The first incident occurred on a sunshine-filled, windy Monday morning, Dec. 17. The night before, wind gusts were clocked up to 50 mph in the area. Outages occurred throughout the county from downed power lines. The senior command staff had gathered at Bunker Hill Community Fire/EMS Station 55 for a public relations event involving the assembly of food baskets to be distributed to needy residents. The media event was to have started at 9 A.M., but at 8:45, units from the Beltsville area and surrounding communities, including Montgomery County, were dispatched to a reported fire in a building. Crews arrived quickly at a three-story-in-front/four-story-in-rear garden-style condominium with heavy smoke coming from the building. Firefighters initiated an aggressive interior attack on the fire, which appeared to have started in a unit on the second floor. Northwesterly winds gusting up to 20 mph assisted in the rapid extension of the fire and it quickly became obvious that additional resources would be needed.

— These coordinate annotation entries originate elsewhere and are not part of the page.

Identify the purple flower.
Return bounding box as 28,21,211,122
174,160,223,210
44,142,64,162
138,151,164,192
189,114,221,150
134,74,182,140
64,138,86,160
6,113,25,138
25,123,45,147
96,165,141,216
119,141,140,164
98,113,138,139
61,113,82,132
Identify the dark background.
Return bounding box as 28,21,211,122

The fire moved quickly from the second floor through the upper floors and eventually burned through the roof and started to extend toward an attached building. Fortunately, quick work by firefighters limited extension. Second and third alarms were sounded, dispatching nearly 80 firefighters to the scene. Two firefighters sustained injuries when their facepieces and helmets were knocked off when a ceiling collapsed on them. Both firefighters escaped and were transported to the Burn Unit at the Washington Hospital Center with burns to their upper bodies and smoke inhalation. Two other firefighters sustained minor injuries.
The fire caused $1.5 million in damage and was attributed to an unattended candle left burning in a second-floor unit that ignited nearby combustibles. The candle was being used for illumination during the power outage. Thirty units in two buildings were uninhabitable and 75 residents were displaced. Many residents made their own arrangements with family and friends, but others had no choice but to accept temporary assistance from the fire department and the Red Cross.